Opinion
60008.
ARGUED JUNE 16, 1980.
DECIDED SEPTEMBER 3, 1980.
Action for damages. Fulton Superior Court. Before Judge Weltner.
Charles T. Bass, Casper Rich, for appellant.
James S. Owens, Jr., Robert L. Goldstucker, for appellees.
Plaintiff brought suit against defendants for damages arising from a vehicular collision. From a verdict and judgment in favor of defendants, plaintiff appeals. We affirm.
1. By motion, plaintiff requested that the issues of liability and damages be separated for trial. Plaintiff's contentions of error, therefore, in regard to the trial court's grant of such motion are not meritorious. Bennett v. Bennett, 210 Ga. 721 (2) ( 82 S.E.2d 653); Wright v. Thompson, 236 Ga. 655 ( 225 S.E.2d 226); Blakely Son v. Humphreys, 148 Ga. App. 281 ( 250 S.E.2d 826). On the question of a bifurcated trial on the issues of liability and damages, see Cline v. Kehs, 146 Ga. App. 350 (1) ( 246 S.E.2d 329).
2. Plaintiff submits that the trial court erred in failing to either rebuke defense counsel or declare a mistrial in response to defense counsel's alleged improper remarks in his opening statement. Plaintiff contends that defense counsel's discussion of plaintiff's "personal problems" was irrelevant and prejudicial and mandates reversal. We disagree.
In response to plaintiff's objection to defense counsel's opening statement, the court neither sustained nor overruled plaintiff's objection, but instead instructed and cautioned the jury not to accept counsel's recitations as evidence. At that time, the court reserved the right to rule on the admissibility of evidence relating to the matters referred to in defendants' opening statement as such matters arose at trial.
In view of the fact that evidence of plaintiff's personal problems was later introduced at trial without objection (which evidence went to plaintiff's mental and emotional condition at the time of the collision), any error in the court's failure to rebuke defense counsel or declare a mistrial in regard to defendant's opening statement was harmless. See, e.g., Converse v. O'Keefe, 148 Ga. App. 675 (2) ( 252 S.E.2d 92). Compare Lewyn v. Morris, 135 Ga. App. 289 ( 217 S.E.2d 642).
Moreover, even assuming error, since plaintiff failed either to renew her objection or move for a mistrial following the court's curative corrective instructions, her complaint of error regarding defendants' opening statement will not be reviewed by this court. See, e.g., Kendrick v. Kendrick, 218 Ga. 460 ( 128 S.E.2d 496); Andrews v. Commercial Credit Corp., 129 Ga. App. 294 ( 199 S.E.2d 383).

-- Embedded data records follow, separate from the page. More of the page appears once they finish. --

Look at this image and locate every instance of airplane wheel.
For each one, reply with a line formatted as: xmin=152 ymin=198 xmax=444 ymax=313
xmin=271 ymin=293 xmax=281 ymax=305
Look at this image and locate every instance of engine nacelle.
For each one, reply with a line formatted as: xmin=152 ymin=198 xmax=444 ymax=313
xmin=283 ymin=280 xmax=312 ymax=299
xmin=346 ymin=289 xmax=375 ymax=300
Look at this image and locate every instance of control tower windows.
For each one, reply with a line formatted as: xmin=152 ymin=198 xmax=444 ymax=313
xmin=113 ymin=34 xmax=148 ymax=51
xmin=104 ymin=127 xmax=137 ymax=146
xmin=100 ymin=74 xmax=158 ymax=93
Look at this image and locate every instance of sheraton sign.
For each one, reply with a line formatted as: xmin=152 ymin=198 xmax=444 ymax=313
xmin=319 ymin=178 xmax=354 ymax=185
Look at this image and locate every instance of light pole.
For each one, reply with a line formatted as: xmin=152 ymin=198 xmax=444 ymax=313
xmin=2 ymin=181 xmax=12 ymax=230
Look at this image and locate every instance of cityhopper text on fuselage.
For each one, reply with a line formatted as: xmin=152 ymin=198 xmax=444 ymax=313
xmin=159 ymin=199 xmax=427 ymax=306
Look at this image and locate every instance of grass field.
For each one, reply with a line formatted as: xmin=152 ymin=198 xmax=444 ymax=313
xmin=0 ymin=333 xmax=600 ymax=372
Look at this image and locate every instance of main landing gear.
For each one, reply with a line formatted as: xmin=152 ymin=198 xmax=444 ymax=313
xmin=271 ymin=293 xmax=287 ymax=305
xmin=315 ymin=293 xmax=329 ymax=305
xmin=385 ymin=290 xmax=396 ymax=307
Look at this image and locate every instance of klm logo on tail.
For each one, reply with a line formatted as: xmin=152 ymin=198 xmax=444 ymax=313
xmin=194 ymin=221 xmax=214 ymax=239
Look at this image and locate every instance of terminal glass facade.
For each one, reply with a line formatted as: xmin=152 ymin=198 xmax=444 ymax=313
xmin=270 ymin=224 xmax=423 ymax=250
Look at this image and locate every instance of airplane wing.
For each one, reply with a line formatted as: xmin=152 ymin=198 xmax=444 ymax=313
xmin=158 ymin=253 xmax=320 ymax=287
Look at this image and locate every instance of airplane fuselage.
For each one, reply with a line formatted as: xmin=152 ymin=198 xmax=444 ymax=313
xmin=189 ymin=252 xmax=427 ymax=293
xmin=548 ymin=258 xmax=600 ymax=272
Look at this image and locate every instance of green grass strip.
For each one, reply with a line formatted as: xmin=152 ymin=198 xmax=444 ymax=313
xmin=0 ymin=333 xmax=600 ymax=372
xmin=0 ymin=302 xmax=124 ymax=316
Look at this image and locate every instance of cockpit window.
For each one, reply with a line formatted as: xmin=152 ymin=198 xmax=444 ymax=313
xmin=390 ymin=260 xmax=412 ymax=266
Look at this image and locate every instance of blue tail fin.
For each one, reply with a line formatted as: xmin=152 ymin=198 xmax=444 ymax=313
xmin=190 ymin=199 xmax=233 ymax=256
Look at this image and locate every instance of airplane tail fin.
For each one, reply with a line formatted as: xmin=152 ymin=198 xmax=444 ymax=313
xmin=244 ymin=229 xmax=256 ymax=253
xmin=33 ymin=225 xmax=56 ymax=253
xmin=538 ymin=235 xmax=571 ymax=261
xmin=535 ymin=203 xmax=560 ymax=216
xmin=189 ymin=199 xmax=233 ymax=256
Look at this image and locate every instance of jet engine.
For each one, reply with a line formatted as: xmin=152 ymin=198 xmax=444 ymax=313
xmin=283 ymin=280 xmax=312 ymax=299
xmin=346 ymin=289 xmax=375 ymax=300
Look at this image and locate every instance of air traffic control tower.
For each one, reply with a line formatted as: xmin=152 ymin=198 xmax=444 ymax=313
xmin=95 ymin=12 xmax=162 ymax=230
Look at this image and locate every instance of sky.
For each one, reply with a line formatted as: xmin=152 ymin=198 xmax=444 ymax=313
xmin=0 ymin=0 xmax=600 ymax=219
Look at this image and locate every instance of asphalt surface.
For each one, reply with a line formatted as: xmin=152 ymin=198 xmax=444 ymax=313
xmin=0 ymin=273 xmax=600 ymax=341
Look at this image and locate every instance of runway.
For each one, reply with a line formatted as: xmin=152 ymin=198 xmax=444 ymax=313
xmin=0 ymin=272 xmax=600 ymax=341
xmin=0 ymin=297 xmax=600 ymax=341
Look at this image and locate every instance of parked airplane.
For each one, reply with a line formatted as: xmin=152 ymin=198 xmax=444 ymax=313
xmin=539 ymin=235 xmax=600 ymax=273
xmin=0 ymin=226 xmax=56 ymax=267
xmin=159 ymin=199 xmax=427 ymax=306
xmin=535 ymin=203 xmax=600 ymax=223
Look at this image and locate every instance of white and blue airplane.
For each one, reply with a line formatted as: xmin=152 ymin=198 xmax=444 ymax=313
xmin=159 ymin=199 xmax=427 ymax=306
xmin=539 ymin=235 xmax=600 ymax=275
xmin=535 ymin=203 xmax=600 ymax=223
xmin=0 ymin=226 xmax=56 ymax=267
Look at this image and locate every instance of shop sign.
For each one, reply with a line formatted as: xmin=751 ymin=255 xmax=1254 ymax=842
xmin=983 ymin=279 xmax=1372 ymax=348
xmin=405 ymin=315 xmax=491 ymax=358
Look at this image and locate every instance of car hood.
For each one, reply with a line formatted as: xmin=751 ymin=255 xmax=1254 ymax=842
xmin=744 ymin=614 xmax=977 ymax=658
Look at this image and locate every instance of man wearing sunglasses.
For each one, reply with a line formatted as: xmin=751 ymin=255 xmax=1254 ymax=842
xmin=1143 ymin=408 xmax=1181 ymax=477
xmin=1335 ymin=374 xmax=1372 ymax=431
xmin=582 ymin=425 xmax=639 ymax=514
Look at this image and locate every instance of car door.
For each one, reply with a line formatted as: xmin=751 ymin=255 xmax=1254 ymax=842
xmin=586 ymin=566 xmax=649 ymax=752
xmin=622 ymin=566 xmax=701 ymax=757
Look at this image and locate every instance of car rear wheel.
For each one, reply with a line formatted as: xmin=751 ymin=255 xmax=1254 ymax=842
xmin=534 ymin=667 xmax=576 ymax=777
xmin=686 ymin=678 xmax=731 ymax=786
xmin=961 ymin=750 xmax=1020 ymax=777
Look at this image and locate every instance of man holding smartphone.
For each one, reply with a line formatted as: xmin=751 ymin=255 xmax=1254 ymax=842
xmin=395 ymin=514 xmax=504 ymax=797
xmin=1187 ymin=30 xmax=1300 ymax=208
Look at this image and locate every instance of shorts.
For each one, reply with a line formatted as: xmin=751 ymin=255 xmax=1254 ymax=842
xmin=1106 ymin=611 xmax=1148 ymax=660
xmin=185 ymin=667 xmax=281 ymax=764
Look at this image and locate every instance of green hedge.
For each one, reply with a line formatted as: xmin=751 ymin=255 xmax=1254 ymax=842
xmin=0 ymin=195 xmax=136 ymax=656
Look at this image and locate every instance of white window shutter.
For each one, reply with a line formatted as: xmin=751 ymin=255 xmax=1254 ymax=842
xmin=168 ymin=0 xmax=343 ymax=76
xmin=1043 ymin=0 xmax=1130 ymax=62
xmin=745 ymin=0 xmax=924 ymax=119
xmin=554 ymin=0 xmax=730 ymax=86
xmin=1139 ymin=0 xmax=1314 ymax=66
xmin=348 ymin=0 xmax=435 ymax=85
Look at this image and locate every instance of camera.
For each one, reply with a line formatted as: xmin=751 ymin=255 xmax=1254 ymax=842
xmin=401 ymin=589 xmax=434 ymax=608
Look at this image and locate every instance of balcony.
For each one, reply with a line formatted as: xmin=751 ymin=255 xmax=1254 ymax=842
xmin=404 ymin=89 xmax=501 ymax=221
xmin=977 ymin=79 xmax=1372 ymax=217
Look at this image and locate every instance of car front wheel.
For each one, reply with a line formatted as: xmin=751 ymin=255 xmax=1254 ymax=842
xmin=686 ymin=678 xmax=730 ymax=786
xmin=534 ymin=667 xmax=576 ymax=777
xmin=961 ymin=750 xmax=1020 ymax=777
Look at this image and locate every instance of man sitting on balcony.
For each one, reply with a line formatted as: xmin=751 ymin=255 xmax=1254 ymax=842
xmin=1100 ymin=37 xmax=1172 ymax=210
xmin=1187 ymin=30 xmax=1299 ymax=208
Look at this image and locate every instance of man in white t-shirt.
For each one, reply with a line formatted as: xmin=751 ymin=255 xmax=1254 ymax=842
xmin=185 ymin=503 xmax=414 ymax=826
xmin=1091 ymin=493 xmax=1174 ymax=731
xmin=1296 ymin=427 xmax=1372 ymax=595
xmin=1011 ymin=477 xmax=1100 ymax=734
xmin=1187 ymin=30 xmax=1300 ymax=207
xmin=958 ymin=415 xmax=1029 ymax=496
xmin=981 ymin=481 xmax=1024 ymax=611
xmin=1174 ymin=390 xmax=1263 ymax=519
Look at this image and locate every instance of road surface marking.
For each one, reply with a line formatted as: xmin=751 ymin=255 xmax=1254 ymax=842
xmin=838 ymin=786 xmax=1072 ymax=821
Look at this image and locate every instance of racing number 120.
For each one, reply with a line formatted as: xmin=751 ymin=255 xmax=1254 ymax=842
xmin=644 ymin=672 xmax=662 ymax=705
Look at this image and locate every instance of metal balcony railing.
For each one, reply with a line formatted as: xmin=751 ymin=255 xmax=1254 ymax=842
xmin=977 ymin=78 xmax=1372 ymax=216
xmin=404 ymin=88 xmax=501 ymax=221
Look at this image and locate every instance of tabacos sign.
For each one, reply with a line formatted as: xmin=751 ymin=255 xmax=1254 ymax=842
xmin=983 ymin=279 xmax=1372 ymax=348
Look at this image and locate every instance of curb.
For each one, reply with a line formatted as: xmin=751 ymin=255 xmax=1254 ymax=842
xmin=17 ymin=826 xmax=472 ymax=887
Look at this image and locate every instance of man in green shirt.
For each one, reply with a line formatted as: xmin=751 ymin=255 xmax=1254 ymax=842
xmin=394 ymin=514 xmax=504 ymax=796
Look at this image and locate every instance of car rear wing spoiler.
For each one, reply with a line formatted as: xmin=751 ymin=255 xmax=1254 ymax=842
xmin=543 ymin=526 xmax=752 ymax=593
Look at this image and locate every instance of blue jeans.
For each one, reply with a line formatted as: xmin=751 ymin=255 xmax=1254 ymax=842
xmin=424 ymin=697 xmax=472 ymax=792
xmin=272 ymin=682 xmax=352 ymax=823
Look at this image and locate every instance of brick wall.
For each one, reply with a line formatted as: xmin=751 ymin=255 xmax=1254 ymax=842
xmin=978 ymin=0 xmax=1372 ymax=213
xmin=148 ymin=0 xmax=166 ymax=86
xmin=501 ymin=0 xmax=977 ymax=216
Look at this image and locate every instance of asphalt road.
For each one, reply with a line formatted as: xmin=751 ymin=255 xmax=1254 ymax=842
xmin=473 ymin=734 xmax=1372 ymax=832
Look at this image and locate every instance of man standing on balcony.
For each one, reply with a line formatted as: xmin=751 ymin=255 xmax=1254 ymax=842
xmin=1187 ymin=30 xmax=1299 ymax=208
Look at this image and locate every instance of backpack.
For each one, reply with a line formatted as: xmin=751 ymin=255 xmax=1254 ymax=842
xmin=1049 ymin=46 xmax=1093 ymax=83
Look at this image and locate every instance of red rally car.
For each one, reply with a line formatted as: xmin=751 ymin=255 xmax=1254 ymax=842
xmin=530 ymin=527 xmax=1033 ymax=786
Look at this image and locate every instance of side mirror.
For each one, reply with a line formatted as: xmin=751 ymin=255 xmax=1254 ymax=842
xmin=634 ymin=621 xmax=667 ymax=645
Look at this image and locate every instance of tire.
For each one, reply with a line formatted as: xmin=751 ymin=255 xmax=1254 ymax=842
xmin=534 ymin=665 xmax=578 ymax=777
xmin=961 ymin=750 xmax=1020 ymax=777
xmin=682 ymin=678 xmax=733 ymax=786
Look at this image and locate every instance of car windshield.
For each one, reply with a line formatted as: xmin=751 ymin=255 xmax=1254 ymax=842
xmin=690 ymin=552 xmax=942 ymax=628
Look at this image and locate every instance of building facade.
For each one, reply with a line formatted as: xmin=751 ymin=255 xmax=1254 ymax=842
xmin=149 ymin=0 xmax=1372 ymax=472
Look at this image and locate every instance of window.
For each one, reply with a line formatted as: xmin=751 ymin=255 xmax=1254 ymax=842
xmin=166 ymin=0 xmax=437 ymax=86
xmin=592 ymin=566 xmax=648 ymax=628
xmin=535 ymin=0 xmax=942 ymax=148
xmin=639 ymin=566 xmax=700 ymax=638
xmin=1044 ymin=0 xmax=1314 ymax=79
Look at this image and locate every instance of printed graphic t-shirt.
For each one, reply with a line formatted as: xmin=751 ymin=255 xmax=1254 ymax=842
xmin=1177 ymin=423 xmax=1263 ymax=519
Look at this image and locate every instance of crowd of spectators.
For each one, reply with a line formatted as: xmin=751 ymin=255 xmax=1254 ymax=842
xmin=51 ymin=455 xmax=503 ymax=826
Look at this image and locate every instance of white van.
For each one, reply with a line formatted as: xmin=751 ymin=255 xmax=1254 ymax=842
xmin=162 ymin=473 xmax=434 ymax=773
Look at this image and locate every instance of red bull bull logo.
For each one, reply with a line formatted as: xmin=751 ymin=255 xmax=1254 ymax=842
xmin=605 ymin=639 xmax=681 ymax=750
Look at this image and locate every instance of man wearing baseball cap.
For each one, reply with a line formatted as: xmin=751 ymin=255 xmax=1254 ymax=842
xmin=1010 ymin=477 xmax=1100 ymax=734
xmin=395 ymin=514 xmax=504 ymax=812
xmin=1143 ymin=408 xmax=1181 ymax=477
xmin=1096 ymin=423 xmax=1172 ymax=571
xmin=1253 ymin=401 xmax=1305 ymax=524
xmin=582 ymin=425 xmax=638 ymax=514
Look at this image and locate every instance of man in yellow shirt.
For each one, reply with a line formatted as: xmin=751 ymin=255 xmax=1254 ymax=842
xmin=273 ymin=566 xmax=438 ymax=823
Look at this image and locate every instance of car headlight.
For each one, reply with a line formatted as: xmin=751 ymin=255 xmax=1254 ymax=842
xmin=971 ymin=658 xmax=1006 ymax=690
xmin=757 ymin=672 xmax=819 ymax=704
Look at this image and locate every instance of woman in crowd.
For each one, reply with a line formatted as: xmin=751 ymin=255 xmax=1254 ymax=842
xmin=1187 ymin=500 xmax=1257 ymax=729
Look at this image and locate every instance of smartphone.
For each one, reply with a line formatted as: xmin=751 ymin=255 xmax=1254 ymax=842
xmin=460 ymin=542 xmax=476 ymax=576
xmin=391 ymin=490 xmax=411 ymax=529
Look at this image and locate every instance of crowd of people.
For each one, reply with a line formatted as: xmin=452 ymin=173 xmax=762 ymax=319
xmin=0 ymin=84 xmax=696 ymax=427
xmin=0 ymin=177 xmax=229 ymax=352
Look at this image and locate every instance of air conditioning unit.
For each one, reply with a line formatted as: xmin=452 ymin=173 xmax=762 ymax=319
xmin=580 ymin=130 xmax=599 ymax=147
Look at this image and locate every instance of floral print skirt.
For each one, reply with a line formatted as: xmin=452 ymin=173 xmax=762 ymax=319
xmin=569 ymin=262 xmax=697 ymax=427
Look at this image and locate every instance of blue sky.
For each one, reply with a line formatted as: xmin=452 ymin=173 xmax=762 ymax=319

3. Plaintiff asserts error in the trial court's failure to charge certain written requests to charge, which charges plaintiff contends were derived from the "rules of the road." See Code Ann. Title 68A. We find no error.
First of all, we must take issue with plaintiff's contentions that her requests to charge were taken from Title 68A. Rather, it appears that such charges were merely restatements of the law of negligence. Thus, even assuming that the requests to charge stated correct principles of law and were not argumentative (which assumption, however, we do dispute), since the court fully instructed on negligence and the exercise of ordinary care, its failure to instruct in the exact language requested by plaintiff is not error. Davis v. Southland Auto Salvage, 138 Ga. App. 571 (1) ( 226 S.E.2d 749); American Home Assur. Co. v. Stephens, 121 Ga. App. 306 (4) ( 174 S.E.2d 186); Agnew v. Hamel, 107 Ga. App. 221 (2) ( 129 S.E.2d 574); Brown v. Nutter, 125 Ga. App. 449 (6, 7) ( 188 S.E.2d 133).
Finding no error for any reason assigned, the judgment of the trial court is affirmed.
Judgment affirmed. Quillian, P. J., and Carley, J., concur.